[fazrul]

Hi,
I tested as you mentioned. The TCP port 257 is running in the SmartCenter server (also a VPN-1 Express). However, there were no traffic from the enforcement module to the smartcenter at port 257. So I tried cpstop and cpstart. Here is the result that I got which was interesting:

On the enforcement module:

Fetching Security Policy from: 192.168.0.111
Reason: TCP connectivity failure (port=18191)(IP=192.168.0.111)[Error 10]
Policy Fetch Failed
Failed to fetch policy from masters in masters file at this point

Question: Why is the enforcement module fetching its security policy from 192.168.0.111?

Here is a better discription of our devices:

Unit 1 (VPN-1 Express and Smart Center)
eth0: 172.16.12.250
eth3: 192.168.0.111 (connected to router for Internet access)

Unit 2 (VPN-1 Express)
eth0: 172.16.11.250
eth1: 192.168.10.20

eth0 of both devices are connected via a router.

172.16.11.250---172.16.11.254/172.16.12.254---172.16.12.250

So all communication between these 2 devices take place between these 2 interfaces (172.16.11.250 and 172.16.12.250).

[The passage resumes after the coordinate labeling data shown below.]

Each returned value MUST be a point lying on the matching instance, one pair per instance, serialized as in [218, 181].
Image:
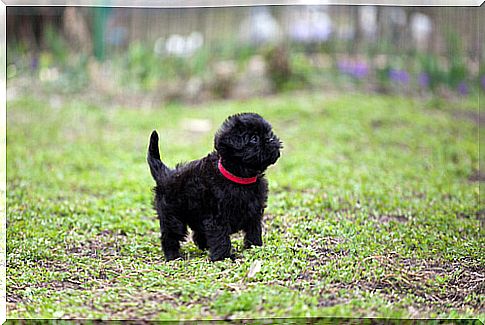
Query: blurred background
[146, 57]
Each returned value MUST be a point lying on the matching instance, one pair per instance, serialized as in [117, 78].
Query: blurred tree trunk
[76, 30]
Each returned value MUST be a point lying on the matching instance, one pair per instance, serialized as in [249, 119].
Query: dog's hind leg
[171, 236]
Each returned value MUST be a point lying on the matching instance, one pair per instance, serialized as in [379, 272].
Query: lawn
[373, 211]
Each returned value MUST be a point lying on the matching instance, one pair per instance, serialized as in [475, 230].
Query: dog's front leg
[218, 240]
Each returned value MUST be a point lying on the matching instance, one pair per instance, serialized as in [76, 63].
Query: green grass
[373, 211]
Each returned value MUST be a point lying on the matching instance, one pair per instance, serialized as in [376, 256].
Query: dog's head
[246, 140]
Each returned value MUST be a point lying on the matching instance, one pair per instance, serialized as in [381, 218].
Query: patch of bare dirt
[106, 243]
[438, 283]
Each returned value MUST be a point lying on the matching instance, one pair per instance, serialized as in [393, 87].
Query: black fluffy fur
[197, 195]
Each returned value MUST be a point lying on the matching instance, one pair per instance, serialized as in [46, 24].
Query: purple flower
[34, 63]
[463, 88]
[357, 69]
[360, 70]
[399, 76]
[423, 80]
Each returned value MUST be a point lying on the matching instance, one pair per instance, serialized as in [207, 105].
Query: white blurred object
[368, 21]
[421, 28]
[260, 27]
[197, 125]
[397, 16]
[311, 25]
[181, 46]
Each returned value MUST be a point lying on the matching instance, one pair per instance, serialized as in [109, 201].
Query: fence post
[100, 17]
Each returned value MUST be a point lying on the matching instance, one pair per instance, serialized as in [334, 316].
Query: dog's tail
[157, 167]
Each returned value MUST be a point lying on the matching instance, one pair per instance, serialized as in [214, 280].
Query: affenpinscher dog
[220, 194]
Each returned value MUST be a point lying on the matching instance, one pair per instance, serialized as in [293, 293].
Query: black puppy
[220, 194]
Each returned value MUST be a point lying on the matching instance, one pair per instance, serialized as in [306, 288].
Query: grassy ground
[373, 211]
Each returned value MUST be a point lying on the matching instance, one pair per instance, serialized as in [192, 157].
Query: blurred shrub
[278, 66]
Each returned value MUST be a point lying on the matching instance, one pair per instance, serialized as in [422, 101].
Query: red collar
[236, 179]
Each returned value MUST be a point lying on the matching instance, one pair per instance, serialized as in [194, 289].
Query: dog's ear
[227, 143]
[227, 139]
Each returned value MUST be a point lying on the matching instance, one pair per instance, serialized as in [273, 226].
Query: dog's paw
[173, 256]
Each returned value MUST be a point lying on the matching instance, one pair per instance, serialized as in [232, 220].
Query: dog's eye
[254, 139]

All rules are pushed from smartcenter to enforcement module using this connection.

So going back to the error message that I got when I stopped and started the services, the question is: Why is the enforcement module looking for 192.168.0.111 when it should be looking for 172.16.12.250?

At this moment, to temporarily overcome this logging issue, I have added a static route in enforcement module so that it can communicate with the WAN interface of SmartCenter server (192.168.0.111) and it is now able to push all of its log in the master unit. But is there anyway for me to force the enforcement module to fetch its security policy from 172.16.12.250 (I want it to push all the log to 172.16.12.250)?

Anyway, thanks a lot as your advise did help me solve this issue somewhat.